A própria terminologia da excepcionalidade, porém, já é um campo controverso no direito. Tradições diferentes usaram expressões diversas para tratar de ideias similares. Ainda que hoje emergência e exceção sejam lidas como sinônimos, elas têm trajetórias distintas, e, conceitualmente, a identificação das duas ideias vem sendo questionada (Lazar, 2009).

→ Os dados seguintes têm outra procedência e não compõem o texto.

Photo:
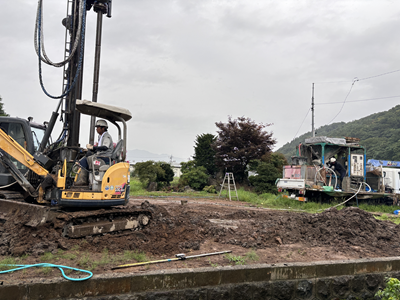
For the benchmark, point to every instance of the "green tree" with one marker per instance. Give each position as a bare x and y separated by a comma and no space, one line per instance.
2,111
391,291
239,141
267,173
204,154
187,166
150,171
196,178
167,176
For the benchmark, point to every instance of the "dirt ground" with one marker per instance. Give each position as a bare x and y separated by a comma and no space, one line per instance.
196,226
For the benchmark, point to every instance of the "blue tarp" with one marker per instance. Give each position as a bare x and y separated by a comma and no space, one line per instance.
383,163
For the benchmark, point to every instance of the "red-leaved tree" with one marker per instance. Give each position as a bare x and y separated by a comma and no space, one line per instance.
238,142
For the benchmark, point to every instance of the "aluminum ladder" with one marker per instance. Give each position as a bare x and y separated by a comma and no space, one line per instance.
229,184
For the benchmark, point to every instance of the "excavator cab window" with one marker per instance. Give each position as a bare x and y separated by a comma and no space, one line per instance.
16,131
38,135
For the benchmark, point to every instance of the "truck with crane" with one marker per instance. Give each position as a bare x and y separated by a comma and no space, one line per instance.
37,175
310,176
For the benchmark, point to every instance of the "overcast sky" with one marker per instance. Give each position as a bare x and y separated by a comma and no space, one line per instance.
180,66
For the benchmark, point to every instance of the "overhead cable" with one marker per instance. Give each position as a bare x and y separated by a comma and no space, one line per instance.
302,123
361,100
354,81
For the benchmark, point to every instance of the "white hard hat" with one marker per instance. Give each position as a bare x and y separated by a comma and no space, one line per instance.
101,123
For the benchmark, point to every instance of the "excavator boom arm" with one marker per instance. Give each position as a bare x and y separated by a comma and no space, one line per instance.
11,147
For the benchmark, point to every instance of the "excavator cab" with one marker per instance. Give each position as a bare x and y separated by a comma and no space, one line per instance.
108,183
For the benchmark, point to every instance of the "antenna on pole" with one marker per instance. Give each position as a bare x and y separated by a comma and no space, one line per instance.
312,112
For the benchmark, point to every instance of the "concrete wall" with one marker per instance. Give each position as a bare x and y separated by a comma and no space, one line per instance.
355,279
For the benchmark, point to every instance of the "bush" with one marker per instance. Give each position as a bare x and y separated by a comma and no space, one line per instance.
150,171
196,178
391,291
210,189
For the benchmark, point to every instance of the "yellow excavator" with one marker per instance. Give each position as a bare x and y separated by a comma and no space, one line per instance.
37,176
53,194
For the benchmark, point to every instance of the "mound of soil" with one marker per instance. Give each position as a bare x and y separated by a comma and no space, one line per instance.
204,225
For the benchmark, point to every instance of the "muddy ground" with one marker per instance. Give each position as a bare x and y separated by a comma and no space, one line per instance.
205,226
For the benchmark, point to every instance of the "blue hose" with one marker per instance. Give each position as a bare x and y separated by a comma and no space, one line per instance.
46,265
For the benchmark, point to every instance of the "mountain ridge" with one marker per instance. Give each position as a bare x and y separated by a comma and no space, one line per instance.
379,133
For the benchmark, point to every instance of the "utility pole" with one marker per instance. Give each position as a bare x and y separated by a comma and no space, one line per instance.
312,112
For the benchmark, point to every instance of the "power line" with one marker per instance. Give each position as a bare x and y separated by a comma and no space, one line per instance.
361,100
354,81
302,123
380,75
358,79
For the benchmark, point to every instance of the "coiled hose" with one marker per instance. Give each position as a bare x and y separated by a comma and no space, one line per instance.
46,265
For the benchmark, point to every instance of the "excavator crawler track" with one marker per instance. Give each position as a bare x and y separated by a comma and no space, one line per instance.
11,195
79,223
87,223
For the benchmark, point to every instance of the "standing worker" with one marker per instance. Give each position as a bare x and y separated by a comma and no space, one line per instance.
336,166
104,150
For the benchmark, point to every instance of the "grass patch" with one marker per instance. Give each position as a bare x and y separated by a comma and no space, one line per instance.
136,255
8,263
75,248
236,259
47,257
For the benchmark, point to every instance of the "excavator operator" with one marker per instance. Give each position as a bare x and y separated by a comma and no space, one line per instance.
103,151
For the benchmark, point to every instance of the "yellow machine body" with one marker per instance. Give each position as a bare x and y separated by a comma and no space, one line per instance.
114,190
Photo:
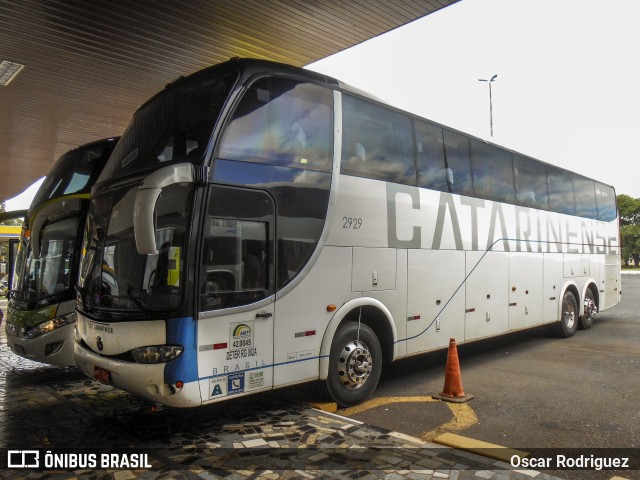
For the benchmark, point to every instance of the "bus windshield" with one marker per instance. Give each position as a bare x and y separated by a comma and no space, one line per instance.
113,275
74,172
176,125
43,279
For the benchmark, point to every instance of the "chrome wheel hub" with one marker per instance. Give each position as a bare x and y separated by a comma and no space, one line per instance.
569,315
590,308
354,365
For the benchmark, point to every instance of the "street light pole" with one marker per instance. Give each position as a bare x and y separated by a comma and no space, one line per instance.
490,81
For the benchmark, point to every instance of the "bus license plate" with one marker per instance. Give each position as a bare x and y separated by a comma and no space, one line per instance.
101,374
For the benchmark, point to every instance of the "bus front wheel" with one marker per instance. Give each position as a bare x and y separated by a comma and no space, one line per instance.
569,316
355,363
590,310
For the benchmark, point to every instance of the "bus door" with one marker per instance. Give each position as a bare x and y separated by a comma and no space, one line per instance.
235,323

Atualmente predomina o termo “emergência”, que se liga a uma rica história conceitual que começa na Roma Antiga, com a instauração das “ditaduras” — que, na época, não correspondiam à noção contemporânea do termo. O modelo romano de ditadura serviu de parâmetro para as formas atuais de emergência (Gross & Aoláin, 2006; Dyzenhaus, 2006). Segundo a prática, o ditador era apontado pelos cônsules da época e recomendado pelo Senado, exercendo, a partir disso, poderes excepcionais, embora chancelados pelas altas leis e a cultura política da época. O objetivo almejado era a restauração da ordem e da segurança à República, especialmente em vista de uma ameaça militar. Os poderes ditatoriais, por sua vez, eram restritos a um prazo de seis meses ou até o fim do governo dos cônsules que haviam apontado o ditador. A despeito dessa nova estrutura de poder, a política ordinária se mantinha operante, com as instituições cumprindo suas funções e servindo também como instâncias de controle ao poder ditatorial.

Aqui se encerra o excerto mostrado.